Robert Seiner and Anthony Algmin squared off – virtually, of course – at the DATAVERSITY® Enterprise Data World Conference to determine which of the following is more critical: Data Governance, Data Leadership, or Data Architecture. Originally intending to play the Rocky theme as they appeared from backstage wearing capes, these two strong hitters instead battled it out online, with each getting four rounds to present their case.

Seiner is the founder and president of KIK (Knowledge is King) Consulting & Educational Services, as well as the publisher of The Data Administration Newsletter (TDAN). Seiner is an author, educator, and thought leader in the domains of Data Governance and Metadata Management, as well as an advocate for Non-Invasive Data Governance.

Algmin is the Convergence Platform Program Lead at AbbVie. He is an advocate for Data Leadership, the author of the first book on the subject, and the host of the Data Leadership Lessons podcast.

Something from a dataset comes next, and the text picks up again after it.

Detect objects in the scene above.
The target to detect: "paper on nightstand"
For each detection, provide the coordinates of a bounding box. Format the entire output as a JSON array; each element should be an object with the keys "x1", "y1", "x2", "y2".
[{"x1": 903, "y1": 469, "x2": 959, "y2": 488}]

Algmin has led data-driven transformations in a variety of businesses as a consultant, data architect, and Chief Data Officer.

Seiner began by posing the following questions:

Why is it necessary to connect Data Governance, Data Leadership, and Data Architecture?
Is it feasible to own only one of these items and not the other two?
Why is it critical to have a concise, easily comprehensible definition?
What is each individual’s relationship to the others?
Which one is the most critical?

The First Round: Definitions
Governance of Data

Even if your firm does not have a formal Data Governance programme, data is governed. Default decisions still have an effect on the firm, although not always in a constructive or profitable way. Governance establishes a framework for data use by establishing norms and structure. Seiner defined data governance as “the exercise and enforcement of power over the administration of data and data-related assets.” The strong language is critical, he explained; regardless of the approach, “you must execute and enforce responsibility over data management.” This is not an area in which a “agree to disagree” mentality works well. “You will not fix anything” without execution and enforcement.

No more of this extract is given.